Authors: Elfarra, A A; Krause, R J; Selzer, R R

Published In Toxicology, (1996 Oct 28)

Abstract: Recently, the roles of specific P450 isoforms, myeloperoxidase (MPO), GSH-S-transferase and epoxide hydrolase in the metabolism of 1,3-butadiene, and its major oxidative metabolite, butadiene monoxide (BM), were investigated. The results provided evidence for P450s 2A6 and 2E1 being major catalysts of 1,3-butadiene oxidation in human liver microsomes. cDNA-expressed human P450s 2E1, 2A6, and 2C9 catalyzed BM oxidation to meso- and (+/-)-diepoxybutane (DEB), but the rates of BM oxidation in mouse, rat, or human liver microsomes were much lower than the rates of 1,3-butadiene oxidation in these tissues. Human MPO catalyzed 1,3-butadiene oxidation to BM, but MPO incubations with BM did not yield DEB. Rates of BM formation in mouse and human liver microsomes were similar and were nearly 3.4-fold higher than that obtained with rat liver microsomes.
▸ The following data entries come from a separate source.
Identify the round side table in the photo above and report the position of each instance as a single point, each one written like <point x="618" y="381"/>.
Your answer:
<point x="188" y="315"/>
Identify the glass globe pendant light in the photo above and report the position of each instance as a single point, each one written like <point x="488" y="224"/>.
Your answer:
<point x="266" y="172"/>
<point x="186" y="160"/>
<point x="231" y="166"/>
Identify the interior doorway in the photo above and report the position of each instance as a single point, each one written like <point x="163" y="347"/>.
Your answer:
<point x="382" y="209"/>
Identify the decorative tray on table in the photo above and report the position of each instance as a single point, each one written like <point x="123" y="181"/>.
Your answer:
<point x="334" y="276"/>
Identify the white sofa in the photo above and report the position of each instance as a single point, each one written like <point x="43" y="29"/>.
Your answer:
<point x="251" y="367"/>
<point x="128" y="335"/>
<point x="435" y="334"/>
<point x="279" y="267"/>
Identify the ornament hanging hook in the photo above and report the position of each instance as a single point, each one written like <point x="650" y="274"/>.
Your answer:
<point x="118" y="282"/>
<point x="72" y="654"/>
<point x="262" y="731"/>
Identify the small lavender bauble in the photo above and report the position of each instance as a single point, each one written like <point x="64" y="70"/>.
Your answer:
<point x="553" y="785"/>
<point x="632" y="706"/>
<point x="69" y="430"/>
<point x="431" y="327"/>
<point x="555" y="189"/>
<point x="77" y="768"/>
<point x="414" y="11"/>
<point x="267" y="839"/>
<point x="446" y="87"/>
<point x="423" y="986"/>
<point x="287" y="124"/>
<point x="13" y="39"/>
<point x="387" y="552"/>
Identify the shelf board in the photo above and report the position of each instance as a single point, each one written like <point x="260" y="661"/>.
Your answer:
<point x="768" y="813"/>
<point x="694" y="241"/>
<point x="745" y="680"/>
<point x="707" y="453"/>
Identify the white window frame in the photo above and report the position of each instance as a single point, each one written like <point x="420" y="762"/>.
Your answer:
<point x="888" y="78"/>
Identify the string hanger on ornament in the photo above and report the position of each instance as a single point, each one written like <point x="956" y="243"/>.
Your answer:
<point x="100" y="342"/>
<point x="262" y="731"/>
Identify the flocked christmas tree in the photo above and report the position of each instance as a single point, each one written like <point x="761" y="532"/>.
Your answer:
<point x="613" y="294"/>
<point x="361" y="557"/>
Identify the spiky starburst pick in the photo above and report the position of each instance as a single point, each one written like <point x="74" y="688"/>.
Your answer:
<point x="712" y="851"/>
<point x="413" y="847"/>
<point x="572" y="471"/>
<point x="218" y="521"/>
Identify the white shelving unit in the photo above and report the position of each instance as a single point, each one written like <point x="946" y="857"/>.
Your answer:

However, rat liver epoxide hydrolase activity was nearly 2-fold higher than that of mouse liver microsomes. Rat and mouse liver GSH-S-transferases exhibited similar BM conjugation kinetics, but rats excreted more BM-mercapturic acids compared to mice given low equimolar doses of BM. BM reacted with guanosine and adenosine to yield N7-, N2-, and N1-guanosinyl and N6-adenosinyl adducts, respectively. These results may contribute to a better understanding of the biochemical basis of 1,3-butadiene-induced carcinogenicity.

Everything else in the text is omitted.